Geographical disparities in child mortality in the rural areas of Iran: 16-years trend

Type Journal Article - Journal of epidemiology and community health
Title Geographical disparities in child mortality in the rural areas of Iran: 16-years trend
Author(s)
Volume 67
Issue 4
Publication (Day/Month/Year) 2013
Page numbers 346-349
URL http://treat.bpums.ac.ir/UploadedFiles/xfiles/File/D-pezeshki/Community-Medicine/JournalClub/92-93/G​eographical disparities in child mortality in the rural are.pdf
Abstract
Purpose We performed this study to assess the trend
of geographical disparities between rural areas located in
the catchment areas of 41 medical universities in Iran
from 1993 to 2008. We evaluated four indicators
including rates for neonatal mortality (NMR), infant
mortality (IMR), under-5 mortality (U5MR) and crude
death (CDR).
Methods We got about 656 university-year data points
for each of the indicators (missing data <0.5%). The
people under assessment were between 16.7 (in 1993)

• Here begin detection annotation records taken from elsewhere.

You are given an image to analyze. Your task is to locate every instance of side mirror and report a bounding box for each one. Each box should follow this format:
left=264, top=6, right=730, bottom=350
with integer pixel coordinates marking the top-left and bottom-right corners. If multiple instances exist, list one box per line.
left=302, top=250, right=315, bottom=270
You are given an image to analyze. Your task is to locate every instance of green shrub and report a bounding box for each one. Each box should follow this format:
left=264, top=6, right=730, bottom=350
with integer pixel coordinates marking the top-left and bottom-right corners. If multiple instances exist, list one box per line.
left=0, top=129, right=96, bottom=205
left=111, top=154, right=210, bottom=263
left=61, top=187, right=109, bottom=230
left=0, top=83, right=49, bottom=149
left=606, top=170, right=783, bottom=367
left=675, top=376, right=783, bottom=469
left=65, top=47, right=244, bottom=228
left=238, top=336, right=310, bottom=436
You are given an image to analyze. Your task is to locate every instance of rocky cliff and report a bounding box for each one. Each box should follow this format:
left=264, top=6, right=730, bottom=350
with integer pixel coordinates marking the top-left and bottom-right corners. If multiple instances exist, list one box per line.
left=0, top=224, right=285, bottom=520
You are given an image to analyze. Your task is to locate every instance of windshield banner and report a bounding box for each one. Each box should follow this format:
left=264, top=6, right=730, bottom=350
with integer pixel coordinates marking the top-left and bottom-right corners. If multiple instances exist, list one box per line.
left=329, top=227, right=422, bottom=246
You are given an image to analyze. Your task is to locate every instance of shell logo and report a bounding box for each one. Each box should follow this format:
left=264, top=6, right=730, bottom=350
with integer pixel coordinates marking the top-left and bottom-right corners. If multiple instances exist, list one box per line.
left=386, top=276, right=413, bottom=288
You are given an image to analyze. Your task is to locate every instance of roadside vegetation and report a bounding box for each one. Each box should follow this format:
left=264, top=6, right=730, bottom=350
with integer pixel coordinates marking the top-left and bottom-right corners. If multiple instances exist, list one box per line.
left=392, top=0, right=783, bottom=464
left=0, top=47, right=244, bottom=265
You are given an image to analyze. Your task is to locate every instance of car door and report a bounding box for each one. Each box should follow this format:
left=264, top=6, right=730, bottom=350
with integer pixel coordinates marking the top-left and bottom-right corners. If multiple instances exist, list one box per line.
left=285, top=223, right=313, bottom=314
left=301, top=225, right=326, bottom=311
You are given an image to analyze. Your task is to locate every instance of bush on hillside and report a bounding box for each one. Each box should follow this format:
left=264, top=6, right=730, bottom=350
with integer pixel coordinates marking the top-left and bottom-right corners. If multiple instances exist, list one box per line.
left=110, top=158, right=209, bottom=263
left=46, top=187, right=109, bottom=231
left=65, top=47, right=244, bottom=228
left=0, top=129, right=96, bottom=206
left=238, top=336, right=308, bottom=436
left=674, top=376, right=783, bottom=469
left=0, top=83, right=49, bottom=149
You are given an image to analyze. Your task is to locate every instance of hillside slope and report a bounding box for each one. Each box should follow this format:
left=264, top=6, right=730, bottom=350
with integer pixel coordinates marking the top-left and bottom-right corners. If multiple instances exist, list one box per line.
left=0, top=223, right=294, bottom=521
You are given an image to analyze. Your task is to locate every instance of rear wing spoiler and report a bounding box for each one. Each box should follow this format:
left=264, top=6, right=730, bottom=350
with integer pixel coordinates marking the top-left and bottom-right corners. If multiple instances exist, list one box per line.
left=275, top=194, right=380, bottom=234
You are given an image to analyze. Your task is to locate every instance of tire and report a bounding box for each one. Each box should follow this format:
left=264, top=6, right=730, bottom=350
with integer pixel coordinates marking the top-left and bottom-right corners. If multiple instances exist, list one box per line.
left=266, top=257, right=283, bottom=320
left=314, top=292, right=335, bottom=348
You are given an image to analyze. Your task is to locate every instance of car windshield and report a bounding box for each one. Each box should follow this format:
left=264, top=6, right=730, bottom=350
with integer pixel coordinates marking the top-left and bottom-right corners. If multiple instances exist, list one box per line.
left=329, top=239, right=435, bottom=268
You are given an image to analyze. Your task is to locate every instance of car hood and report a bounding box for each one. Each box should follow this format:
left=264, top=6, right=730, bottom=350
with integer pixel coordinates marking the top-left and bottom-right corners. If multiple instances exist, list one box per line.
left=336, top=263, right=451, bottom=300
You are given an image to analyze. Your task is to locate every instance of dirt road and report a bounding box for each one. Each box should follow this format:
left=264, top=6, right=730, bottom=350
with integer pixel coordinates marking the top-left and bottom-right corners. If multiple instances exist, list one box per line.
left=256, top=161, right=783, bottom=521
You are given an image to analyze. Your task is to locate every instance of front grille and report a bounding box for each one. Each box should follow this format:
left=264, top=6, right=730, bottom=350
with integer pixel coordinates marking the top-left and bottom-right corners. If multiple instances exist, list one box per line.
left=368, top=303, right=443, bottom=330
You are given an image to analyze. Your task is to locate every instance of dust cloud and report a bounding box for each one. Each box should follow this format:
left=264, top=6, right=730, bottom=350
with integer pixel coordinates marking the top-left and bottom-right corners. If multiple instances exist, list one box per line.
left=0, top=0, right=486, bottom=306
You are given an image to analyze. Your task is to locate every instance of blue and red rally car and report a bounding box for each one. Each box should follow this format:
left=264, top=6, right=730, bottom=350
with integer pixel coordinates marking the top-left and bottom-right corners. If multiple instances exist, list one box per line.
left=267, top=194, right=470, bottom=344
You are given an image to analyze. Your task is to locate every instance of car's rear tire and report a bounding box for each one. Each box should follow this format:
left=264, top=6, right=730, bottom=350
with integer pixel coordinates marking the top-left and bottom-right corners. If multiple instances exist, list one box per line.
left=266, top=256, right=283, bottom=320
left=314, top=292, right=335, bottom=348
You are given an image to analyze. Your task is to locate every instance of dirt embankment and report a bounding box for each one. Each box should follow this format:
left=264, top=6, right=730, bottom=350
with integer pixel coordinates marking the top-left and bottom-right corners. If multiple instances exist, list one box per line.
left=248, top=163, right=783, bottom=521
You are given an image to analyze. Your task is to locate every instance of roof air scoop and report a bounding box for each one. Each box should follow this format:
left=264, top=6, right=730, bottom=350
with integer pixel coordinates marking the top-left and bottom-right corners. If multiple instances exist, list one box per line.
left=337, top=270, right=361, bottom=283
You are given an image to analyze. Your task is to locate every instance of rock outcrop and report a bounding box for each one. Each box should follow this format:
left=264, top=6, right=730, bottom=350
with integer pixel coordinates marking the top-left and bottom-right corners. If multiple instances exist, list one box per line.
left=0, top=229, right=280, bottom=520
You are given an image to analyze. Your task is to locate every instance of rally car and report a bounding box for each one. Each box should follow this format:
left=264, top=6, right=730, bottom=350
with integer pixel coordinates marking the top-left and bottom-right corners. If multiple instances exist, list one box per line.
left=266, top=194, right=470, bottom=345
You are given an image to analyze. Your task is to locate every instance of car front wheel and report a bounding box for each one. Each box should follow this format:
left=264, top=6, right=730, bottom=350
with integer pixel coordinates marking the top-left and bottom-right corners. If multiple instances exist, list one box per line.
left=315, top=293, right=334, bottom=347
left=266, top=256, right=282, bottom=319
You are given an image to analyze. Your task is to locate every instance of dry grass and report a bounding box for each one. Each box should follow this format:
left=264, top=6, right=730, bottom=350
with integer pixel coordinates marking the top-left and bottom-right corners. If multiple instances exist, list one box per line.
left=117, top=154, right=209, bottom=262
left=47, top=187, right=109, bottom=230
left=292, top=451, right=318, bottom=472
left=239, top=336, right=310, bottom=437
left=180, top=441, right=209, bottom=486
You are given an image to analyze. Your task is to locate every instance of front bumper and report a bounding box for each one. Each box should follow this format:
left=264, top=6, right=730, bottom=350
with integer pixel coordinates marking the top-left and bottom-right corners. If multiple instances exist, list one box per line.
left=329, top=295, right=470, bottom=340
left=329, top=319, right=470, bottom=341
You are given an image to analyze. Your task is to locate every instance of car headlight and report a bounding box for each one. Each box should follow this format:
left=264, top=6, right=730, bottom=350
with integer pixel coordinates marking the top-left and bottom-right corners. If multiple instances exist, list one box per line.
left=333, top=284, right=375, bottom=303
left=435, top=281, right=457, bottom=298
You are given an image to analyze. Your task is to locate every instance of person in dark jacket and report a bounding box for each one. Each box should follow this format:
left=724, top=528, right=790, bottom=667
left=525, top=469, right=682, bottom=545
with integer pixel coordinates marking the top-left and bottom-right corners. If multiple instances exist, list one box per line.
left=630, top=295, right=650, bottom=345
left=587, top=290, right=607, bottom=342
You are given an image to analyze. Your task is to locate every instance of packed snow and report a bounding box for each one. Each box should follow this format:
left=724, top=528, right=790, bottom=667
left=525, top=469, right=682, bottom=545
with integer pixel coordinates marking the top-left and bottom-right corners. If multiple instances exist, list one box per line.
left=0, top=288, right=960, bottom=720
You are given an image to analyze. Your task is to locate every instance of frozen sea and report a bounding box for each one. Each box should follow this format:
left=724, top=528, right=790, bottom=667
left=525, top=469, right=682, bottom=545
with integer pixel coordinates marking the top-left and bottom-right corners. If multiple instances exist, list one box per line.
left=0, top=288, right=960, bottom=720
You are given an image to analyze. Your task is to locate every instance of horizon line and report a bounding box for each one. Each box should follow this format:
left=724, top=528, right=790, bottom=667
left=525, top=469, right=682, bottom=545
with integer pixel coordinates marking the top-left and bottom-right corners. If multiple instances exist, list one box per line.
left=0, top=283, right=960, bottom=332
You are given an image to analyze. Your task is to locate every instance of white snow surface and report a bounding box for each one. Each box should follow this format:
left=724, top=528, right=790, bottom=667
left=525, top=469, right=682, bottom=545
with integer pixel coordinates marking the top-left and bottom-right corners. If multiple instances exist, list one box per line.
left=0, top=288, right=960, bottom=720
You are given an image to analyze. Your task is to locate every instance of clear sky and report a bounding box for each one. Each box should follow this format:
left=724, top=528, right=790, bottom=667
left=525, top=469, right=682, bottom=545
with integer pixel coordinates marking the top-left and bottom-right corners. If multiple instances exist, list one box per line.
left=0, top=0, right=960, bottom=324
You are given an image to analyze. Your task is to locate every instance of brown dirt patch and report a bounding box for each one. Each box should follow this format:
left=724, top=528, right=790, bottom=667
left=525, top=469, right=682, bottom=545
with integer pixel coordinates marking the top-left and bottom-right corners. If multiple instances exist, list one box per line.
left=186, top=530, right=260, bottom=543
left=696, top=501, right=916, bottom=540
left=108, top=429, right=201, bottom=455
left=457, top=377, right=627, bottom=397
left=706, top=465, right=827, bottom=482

to 20.1 million (in 2008). We measured disparities
through the calculation of index of disparities (IDisp) and
assessed the trends using the Cuzick non-parametric test
for trend.
Findings Except for the increasing trend of CDR
(Z=+2.83, p=0.005), the others had decreasing trends:
NMR (Z=-3.23, p=0.001), IMR (Z=-3.84, p<0.001)
and U5MR (Z=-3.84, p<0.001). The IDisp trends of IMR
(Z=-2.2, p=0.027) and U5MR (Z=-2.84, p=0.005)
were decreasing, while the IDisp trends for NMR
(Z=+2.19, p=0.028) and CDR (Z=+2.39, p=0.017)
were increasing.
Conclusions The results show that at least for IMR
and U5MR, in addition to improvement in average
national levels, the geographical disparities have
decreased. In the cases of NMR and CDR, inspite of the
improvements in national levels, the trends of health
disparities are not as good. We need to use strategies to
provide more specialised care fairly in addition to
primary healthcare to reduce disparities in CDR and
NMR and influence them more.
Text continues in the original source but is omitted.